Ancak, biçimimiz ortadan kalkınca biz de ortadan kalkacağımıza inanırız. Sahte bir kurtarıcı insanoğlunun bu nokta da imdadına yetişir: Sözcükler gelir ve ben seni kurtaracağım der. İşte sana bir isim veriyorum ve artık sen sonsuza dek var olacaksın!
Sözcüklerin gerçek işlevine bakalım. Sözcükler bu dünyayı bilinmez ve gizemlerle dolu bir yer olmaktan çıkarır ve bize onun üzerinde gezmemizi sağlayacak bir harita verir. Dünya ülkelere, kentlere, köylere, insanlara ve bin bir türlü nesneye bölünür. Artık nerdeyse bütün dünya üzerinde hareket edebilir ve örgütlenmiş toplumlar aracılığıyla birçok farklı şeyi deneyimleyebiliriz. Sözcükler nesneleri tanımlar, onların ne olduğunu nasıl kullanılacağını bize bildirir, böylece son derece kullanışlı bir dünyamız olur. Dünyayı işe yarar hale getiren sözcüklerden oluşan ağ, algımızı içine hiçbir başka şey (gizemli, bilenemez) sızamayacak şekilde kilitler. Bir masa sadece üzerinde yemek yenilecek ya da çalışılacak bir nesnedir, masanın üstünde uyumayız. Sözcüklere göre güneş bizi ısıtan bir enerji kaynağı, dağlar taşlar cansız ve hissiz varlıklardır. Dünya altı kıtaya ve yüzlerce ülkeye bölünmüştür. Sevdiğimiz insanlar bizi sever, nefret etmez. Duygular olumlu ve olumsuz diye ikiye ayrılır. Bir ruh halinin aynı anda birçok farklı ve zıt bile olabilen duygulardan oluşmasını pek de deneyimleyemeyiz. Öfke sevgiyi içermez görünür. Oysa öyle değildir. Cennet ve cehennem iç içedir. Gökyüzü ve yeryüzü asla ayrılmamıştır. Yoksa ayrılmış mıdır?
Yani sözcükler olmadan yaşam mümkün müdür? Ya da onların algımızı kilitlemediği bir şekilde var olmayı öğrenebilir miyiz? Sınırsız bir evrenin bir parçası olduğum halde artık kendimi sınırsız hissedemiyorum. Neden mi?

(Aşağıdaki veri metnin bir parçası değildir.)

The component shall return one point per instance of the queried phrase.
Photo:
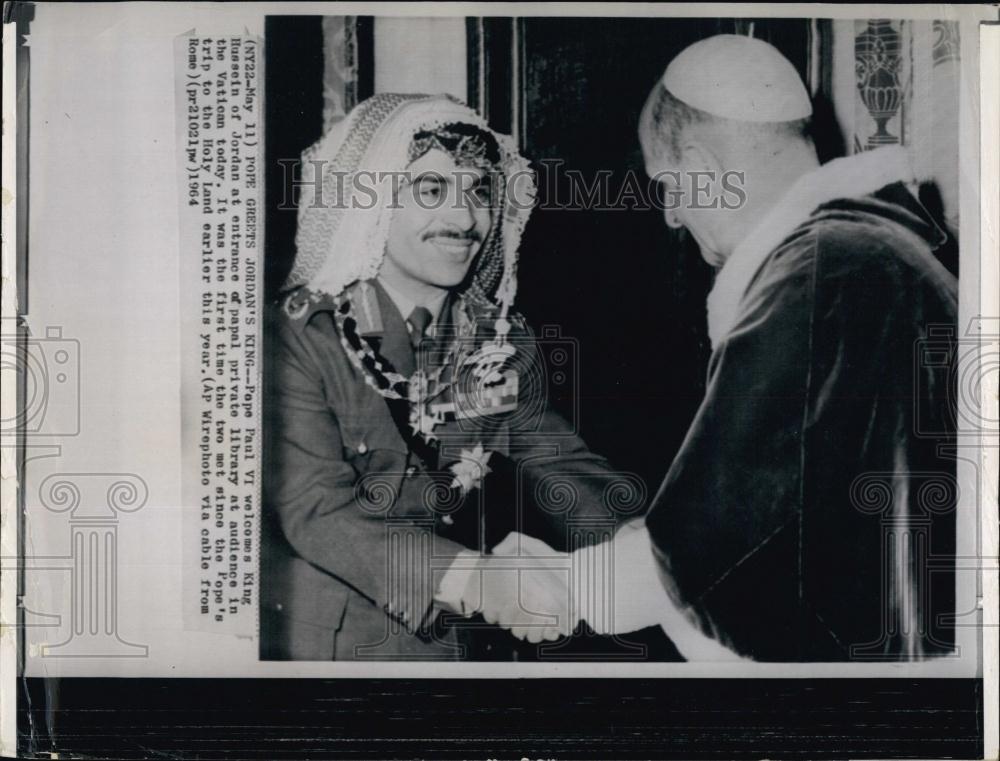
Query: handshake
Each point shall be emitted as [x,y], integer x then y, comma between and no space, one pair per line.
[538,593]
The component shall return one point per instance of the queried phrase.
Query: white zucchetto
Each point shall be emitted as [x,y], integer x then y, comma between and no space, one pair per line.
[738,78]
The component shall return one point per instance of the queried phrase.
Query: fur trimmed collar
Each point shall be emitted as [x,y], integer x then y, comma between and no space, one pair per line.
[849,177]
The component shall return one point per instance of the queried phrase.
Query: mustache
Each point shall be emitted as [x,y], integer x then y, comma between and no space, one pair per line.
[472,236]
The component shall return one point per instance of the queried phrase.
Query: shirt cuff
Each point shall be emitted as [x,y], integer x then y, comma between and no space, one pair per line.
[450,592]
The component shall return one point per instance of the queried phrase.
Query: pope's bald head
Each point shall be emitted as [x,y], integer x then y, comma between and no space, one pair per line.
[730,87]
[728,111]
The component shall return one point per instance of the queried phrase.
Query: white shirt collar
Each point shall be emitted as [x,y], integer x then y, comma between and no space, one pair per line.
[406,305]
[848,177]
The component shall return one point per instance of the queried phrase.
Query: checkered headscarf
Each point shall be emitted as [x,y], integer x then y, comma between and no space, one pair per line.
[339,242]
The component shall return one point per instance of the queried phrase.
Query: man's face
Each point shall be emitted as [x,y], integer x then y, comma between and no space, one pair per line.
[691,199]
[441,218]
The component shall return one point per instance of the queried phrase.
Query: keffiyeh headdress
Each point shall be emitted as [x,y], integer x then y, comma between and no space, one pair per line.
[342,235]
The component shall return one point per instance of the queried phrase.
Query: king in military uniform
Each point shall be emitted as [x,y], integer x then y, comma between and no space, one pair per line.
[408,426]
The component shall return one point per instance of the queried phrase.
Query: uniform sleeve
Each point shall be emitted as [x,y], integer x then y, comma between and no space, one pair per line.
[324,517]
[725,523]
[571,495]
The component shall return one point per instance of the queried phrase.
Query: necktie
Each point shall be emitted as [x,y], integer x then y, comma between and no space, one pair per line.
[418,322]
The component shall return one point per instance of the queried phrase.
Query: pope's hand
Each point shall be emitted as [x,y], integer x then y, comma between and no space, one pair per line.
[523,587]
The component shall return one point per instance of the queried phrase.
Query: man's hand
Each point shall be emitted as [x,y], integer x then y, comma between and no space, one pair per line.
[522,587]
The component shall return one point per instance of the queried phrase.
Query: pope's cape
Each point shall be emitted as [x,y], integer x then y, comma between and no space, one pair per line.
[810,513]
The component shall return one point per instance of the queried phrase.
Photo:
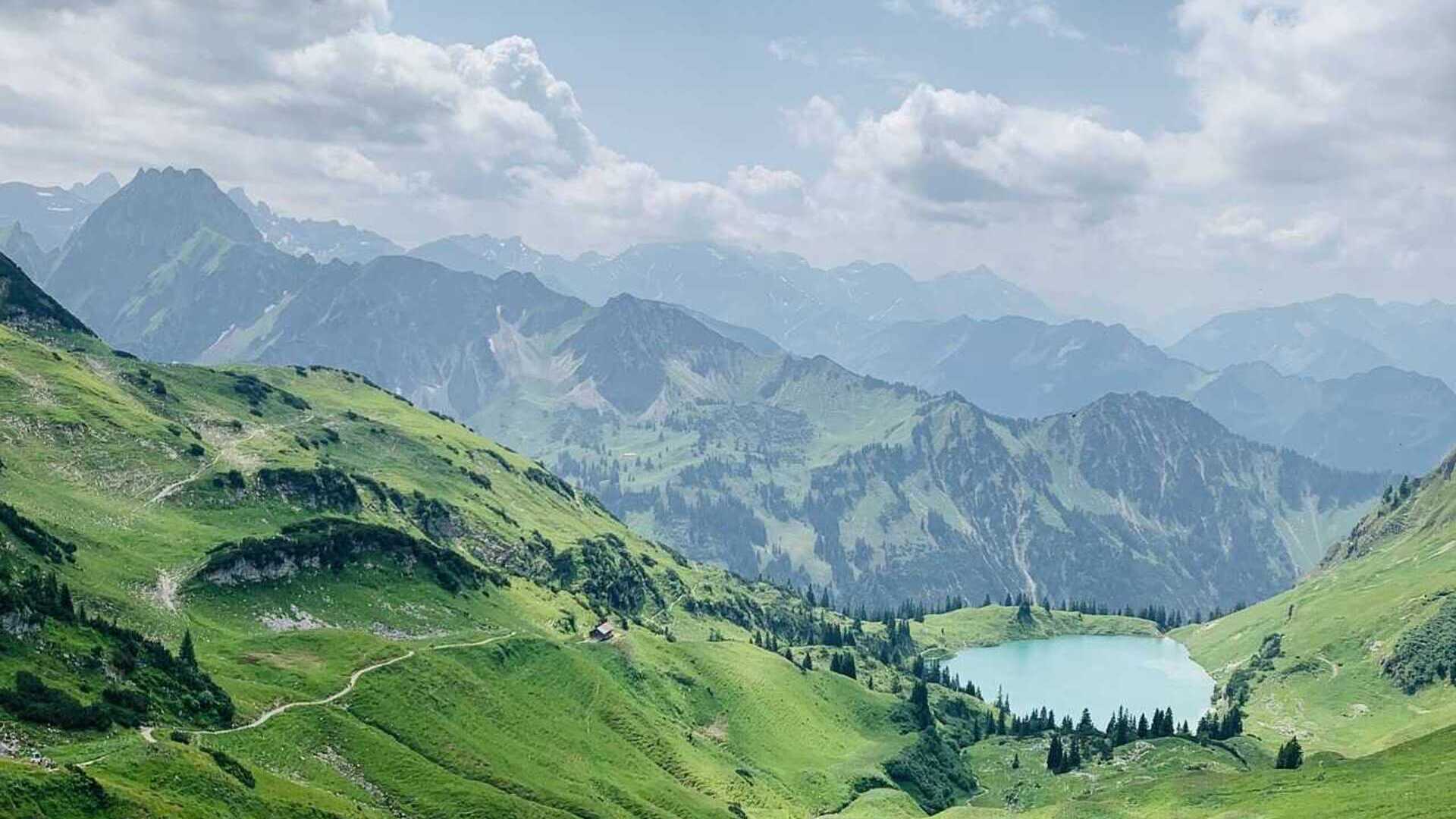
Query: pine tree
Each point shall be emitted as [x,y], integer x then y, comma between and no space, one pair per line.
[1055,755]
[1291,755]
[187,653]
[921,704]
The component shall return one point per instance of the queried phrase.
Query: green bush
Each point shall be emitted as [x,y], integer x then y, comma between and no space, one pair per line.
[232,767]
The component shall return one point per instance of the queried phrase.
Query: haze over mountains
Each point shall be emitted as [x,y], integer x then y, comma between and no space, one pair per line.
[715,439]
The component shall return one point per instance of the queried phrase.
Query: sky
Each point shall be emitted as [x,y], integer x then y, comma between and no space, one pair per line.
[1150,162]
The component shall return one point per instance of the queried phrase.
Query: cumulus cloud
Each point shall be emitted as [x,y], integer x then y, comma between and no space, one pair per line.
[967,14]
[792,50]
[1299,93]
[319,107]
[1321,155]
[949,148]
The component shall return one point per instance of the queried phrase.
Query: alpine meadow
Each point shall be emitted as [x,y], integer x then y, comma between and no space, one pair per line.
[899,410]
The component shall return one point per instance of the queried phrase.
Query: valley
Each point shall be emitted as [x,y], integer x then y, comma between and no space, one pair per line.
[894,410]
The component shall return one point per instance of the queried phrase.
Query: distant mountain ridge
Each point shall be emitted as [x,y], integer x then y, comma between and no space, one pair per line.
[1332,337]
[807,309]
[50,213]
[715,439]
[324,241]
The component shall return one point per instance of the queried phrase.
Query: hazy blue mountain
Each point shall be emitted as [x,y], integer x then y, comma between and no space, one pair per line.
[1332,337]
[28,308]
[802,308]
[25,251]
[319,240]
[1018,366]
[1385,419]
[1382,420]
[721,444]
[98,190]
[158,249]
[49,213]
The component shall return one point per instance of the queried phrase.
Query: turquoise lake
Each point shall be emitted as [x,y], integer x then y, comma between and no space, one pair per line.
[1101,673]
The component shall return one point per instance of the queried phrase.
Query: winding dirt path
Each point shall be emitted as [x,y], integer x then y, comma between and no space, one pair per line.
[223,449]
[354,679]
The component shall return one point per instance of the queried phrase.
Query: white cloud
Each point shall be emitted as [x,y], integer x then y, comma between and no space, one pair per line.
[816,124]
[1046,18]
[946,148]
[967,14]
[792,50]
[1307,91]
[1321,158]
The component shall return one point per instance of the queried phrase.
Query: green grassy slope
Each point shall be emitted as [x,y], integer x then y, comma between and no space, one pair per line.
[147,469]
[1338,629]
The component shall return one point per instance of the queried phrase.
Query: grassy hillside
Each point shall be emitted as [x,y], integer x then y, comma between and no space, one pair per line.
[302,525]
[1341,627]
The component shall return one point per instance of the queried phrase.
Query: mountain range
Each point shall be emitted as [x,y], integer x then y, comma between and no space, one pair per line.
[720,442]
[1327,338]
[977,334]
[286,592]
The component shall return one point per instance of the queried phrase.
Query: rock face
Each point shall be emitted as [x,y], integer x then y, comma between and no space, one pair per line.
[717,441]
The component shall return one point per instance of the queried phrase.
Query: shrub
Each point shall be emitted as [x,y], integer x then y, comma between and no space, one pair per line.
[232,767]
[34,701]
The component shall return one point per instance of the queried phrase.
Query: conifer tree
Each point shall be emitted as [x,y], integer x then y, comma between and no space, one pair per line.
[1055,755]
[1291,755]
[187,653]
[921,704]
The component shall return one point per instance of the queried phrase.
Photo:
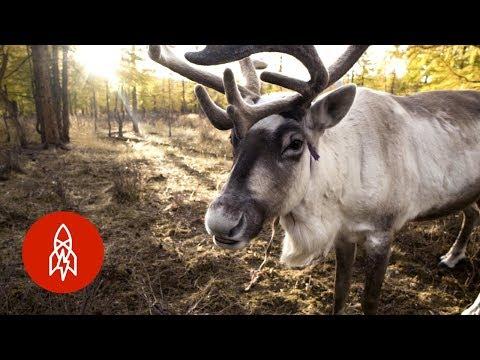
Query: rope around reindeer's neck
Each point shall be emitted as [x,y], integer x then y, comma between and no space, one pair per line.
[255,274]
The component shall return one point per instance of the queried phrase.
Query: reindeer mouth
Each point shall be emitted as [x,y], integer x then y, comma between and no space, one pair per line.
[228,243]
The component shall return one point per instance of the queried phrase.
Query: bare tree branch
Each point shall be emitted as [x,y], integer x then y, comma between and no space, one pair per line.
[18,66]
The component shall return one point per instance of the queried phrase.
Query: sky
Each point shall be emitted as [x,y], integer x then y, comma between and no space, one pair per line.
[104,60]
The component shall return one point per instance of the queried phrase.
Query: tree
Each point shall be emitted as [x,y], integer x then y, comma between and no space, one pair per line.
[43,93]
[11,105]
[107,97]
[65,101]
[56,90]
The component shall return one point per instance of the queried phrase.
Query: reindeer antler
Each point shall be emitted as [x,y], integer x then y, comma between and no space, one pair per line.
[243,111]
[217,116]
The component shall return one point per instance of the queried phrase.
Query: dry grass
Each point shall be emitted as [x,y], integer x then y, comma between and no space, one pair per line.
[158,258]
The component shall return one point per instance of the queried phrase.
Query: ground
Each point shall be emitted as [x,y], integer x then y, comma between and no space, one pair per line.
[148,196]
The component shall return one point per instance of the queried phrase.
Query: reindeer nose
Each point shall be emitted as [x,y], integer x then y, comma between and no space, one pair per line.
[223,223]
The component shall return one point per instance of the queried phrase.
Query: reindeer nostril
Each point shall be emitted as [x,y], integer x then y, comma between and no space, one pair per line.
[234,231]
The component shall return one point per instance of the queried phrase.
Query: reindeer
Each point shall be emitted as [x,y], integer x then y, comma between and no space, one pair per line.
[350,168]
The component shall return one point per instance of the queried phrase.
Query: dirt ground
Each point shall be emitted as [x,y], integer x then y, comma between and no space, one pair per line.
[148,197]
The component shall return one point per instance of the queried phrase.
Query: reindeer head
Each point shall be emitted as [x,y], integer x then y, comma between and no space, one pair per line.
[273,137]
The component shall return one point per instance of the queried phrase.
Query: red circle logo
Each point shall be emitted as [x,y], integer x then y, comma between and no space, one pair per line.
[62,252]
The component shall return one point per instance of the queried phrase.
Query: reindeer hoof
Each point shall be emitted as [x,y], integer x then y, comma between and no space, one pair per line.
[450,261]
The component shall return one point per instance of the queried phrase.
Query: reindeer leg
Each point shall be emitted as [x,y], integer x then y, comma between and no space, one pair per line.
[377,251]
[471,216]
[345,257]
[474,309]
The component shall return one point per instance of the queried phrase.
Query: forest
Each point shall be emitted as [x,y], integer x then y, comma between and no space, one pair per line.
[135,154]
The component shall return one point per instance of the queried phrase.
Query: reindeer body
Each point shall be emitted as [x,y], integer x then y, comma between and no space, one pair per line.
[384,160]
[390,160]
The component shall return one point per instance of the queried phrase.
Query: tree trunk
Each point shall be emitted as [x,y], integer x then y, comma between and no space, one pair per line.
[56,91]
[44,93]
[65,102]
[170,108]
[6,126]
[39,127]
[134,111]
[94,108]
[119,117]
[12,113]
[108,109]
[184,100]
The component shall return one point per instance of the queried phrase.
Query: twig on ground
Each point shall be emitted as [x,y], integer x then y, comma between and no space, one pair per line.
[206,291]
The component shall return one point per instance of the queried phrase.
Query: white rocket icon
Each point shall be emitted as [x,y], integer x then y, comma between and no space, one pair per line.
[62,257]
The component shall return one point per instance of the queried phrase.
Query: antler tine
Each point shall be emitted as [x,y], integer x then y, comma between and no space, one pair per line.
[217,116]
[250,74]
[220,54]
[345,62]
[245,115]
[165,56]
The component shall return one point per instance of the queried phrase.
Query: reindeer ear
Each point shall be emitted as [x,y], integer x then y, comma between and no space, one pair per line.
[331,108]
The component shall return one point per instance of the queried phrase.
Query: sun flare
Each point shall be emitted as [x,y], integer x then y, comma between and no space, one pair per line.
[100,60]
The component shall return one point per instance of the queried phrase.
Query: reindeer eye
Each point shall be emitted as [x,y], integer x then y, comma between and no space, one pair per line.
[295,145]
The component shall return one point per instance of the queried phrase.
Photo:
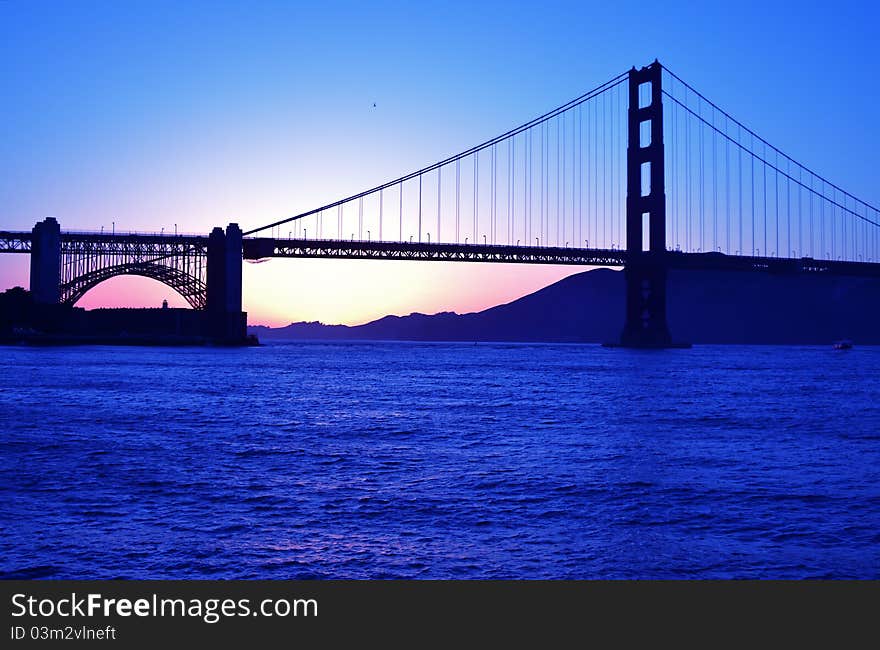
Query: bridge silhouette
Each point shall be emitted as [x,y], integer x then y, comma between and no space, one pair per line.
[642,172]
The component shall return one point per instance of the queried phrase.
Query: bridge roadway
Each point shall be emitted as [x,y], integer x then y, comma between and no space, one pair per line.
[257,248]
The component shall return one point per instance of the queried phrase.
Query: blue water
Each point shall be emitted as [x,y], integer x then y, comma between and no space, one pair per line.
[380,460]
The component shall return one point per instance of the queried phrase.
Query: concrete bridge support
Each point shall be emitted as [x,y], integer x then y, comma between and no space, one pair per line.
[46,261]
[226,321]
[646,325]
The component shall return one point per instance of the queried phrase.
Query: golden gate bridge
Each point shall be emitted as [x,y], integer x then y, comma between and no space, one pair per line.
[641,172]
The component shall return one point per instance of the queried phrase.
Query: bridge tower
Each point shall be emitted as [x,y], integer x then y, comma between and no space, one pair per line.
[46,261]
[645,271]
[226,320]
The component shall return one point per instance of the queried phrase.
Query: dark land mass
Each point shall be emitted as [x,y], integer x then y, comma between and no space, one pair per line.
[703,307]
[24,321]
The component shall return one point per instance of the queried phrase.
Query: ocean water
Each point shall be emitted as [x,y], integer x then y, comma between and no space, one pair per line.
[419,460]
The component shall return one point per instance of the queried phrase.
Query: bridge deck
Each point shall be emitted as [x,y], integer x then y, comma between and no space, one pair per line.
[267,247]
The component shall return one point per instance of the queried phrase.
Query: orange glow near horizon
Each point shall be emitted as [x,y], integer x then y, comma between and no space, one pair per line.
[348,292]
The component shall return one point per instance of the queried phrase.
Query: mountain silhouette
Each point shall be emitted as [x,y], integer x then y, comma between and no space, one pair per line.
[703,307]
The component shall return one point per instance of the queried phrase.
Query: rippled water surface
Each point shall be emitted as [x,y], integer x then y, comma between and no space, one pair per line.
[375,460]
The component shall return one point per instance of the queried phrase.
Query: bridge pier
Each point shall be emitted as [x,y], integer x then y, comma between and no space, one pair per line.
[225,319]
[45,279]
[646,325]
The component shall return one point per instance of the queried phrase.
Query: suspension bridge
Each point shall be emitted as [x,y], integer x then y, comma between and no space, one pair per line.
[641,172]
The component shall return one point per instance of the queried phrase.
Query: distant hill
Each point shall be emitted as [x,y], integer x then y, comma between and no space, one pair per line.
[703,307]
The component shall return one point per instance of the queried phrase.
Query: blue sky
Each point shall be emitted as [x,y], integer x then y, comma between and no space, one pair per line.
[196,114]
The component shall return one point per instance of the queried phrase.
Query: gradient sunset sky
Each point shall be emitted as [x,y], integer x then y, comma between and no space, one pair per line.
[197,114]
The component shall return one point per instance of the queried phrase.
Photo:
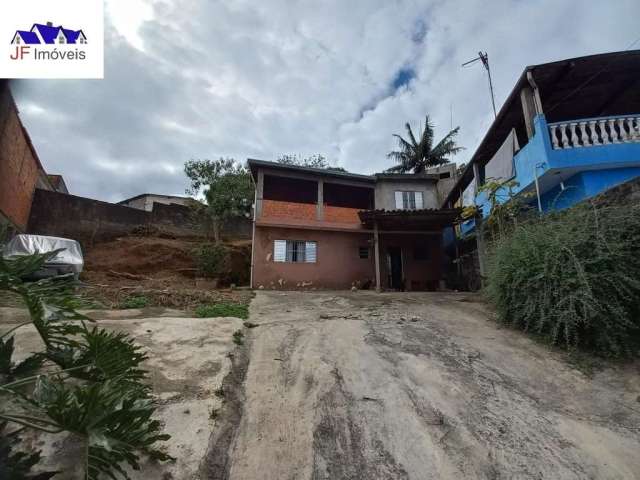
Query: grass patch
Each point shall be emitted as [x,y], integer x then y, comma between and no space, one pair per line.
[135,301]
[237,310]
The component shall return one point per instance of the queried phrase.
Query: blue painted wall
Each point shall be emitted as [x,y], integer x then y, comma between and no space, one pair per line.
[604,166]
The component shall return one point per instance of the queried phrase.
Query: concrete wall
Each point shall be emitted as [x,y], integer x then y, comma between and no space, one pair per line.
[88,220]
[386,188]
[82,219]
[146,202]
[19,167]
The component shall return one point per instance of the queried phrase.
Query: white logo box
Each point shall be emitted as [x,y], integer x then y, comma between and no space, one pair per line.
[61,39]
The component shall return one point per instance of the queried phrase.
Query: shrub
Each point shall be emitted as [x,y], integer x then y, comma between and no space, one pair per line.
[572,278]
[135,301]
[237,310]
[212,260]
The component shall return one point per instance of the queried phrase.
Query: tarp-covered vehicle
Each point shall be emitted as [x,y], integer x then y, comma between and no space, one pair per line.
[68,260]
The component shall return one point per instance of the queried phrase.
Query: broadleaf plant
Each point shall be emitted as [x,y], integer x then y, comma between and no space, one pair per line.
[87,381]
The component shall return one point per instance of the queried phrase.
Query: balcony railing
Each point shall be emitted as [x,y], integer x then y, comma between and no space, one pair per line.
[595,131]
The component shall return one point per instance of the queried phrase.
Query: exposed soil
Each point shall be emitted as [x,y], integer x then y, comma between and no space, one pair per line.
[188,360]
[366,386]
[160,269]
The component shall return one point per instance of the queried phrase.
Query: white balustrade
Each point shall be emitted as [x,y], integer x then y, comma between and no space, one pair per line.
[593,132]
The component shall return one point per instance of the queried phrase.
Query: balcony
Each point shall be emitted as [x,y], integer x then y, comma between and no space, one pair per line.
[573,160]
[305,203]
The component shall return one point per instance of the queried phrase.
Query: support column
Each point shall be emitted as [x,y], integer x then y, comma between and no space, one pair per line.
[481,248]
[376,255]
[528,109]
[259,190]
[320,202]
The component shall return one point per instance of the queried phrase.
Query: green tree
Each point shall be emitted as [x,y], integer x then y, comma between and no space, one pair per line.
[417,155]
[86,381]
[227,188]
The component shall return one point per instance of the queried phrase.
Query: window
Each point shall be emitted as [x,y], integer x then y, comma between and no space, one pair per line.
[420,253]
[409,200]
[294,251]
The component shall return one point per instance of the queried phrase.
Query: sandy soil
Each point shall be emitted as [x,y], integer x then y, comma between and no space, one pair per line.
[188,362]
[418,386]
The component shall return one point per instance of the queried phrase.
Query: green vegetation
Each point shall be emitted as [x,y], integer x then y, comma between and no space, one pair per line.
[237,310]
[416,155]
[135,301]
[227,188]
[212,260]
[572,278]
[86,381]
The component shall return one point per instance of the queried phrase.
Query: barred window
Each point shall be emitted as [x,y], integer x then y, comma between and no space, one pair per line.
[294,251]
[409,200]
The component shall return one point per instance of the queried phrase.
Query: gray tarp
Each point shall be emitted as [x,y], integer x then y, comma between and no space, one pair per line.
[500,167]
[71,256]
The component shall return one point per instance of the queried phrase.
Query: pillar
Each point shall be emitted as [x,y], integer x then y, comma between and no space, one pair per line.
[376,255]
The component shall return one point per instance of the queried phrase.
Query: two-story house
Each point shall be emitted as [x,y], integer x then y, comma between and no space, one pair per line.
[323,228]
[568,131]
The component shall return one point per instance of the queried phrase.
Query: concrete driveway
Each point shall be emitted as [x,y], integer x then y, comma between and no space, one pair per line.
[416,386]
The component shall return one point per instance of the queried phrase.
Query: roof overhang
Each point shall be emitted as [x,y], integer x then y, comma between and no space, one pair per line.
[583,87]
[413,220]
[255,165]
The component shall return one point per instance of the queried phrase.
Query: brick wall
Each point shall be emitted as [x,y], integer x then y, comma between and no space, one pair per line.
[89,221]
[276,209]
[341,215]
[19,168]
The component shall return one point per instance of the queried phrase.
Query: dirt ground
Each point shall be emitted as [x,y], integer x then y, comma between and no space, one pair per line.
[160,269]
[417,386]
[188,360]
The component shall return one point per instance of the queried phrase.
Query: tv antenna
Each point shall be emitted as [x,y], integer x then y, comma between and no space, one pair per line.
[484,58]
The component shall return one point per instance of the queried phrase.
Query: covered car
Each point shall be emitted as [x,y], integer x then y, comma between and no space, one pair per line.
[68,260]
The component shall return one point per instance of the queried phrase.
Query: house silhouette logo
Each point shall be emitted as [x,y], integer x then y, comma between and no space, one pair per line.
[47,34]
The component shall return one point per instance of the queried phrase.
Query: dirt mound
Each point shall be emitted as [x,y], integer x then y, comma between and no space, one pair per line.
[150,256]
[162,270]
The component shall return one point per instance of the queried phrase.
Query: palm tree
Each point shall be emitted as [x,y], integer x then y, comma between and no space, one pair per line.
[416,156]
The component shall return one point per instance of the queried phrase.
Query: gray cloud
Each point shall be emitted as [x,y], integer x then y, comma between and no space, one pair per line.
[260,79]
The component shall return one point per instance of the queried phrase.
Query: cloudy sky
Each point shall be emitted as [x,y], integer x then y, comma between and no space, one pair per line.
[242,78]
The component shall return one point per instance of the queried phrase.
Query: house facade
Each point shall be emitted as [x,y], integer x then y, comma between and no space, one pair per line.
[568,131]
[322,228]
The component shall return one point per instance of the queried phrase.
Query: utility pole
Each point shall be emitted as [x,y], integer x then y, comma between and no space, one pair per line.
[484,58]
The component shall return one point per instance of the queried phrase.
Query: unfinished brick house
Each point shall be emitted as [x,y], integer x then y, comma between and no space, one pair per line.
[321,228]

Çünkü. Konunun başladığı yere dönecek olursak, her şeye sahip olma temelinde yaklaşan bir dünyada yaşıyorum. Ve bu dünyanın bana öğrettiği, toplumsal işleyişe temel olan en önemli şeyin sahiplik olduğudur: Dünya parçalara bölünmüştür ve biz de bu parçalardan az ya da çok bir kısmına sahip olarak var olabiliriz ancak. Mümkün olduğunca çok şeye sahip olmak mümkün olduğunca çok var olabilmektir. İyi bir mesleğe, iyi arkadaşlara, iyi düşüncelere, hobilere vs. sahip olmam gerekir. Bütün mal mülk gibi sahiplikleri bir kenara koyabilsem bile, sahip olduğum düşünceleri, kendim ve dünya hakkındaki bilgilerimi bir kenara koyamam.
Hiçbir düşünceye sahip olmayan bir insan kendini boşlukta bulur. Ayakları yerden kesilmiştir. Sanki uçup gidecek, kaybolacak gibi hisseder kendini. Oysa evet, uçup gitmeli, kaybolmalıdır. Kendini kaybettiğinde bulmayan var olmuş sayılabilir mi? Var olmamanın ıssız boşluğundan geçmeyen var olmuş olabilir mi? Olamaz ve olamadığı gibi hiçliğin gerçek gücüne sahip olamaz, hiçlik onu sürekli yok olmakla tehdit ederken o bu blöfe kanmış ve kendisini çevreleyen sonsuz hiçliğe böylece yenilmiştir.
Oysa hiçlikten kaçarak bir şeye sahip olan, sahip oldukları tarafından yönetilir hale gelir.
... "O halde herkesin kendi parasını korumak için dışardan bir desteğe gereksinimi var, değil mi?"... Bunu kim reddedebilir dedim. "Ama kişinin kaybedeceği bir parası olmasaydı, böyle bir desteğe de gereksinimi olmazdı değil mi?" "Bundan hiç şüphem yok" dedim. "Öyleyse durum tersine döndü: Kişinin kendisini yeterli kıldığına inanılan zenginlik, insanları başkasının yardımına daha fazla gereksinim duyar hale getirir"... ( Boethius, Felsefenin tesellisi)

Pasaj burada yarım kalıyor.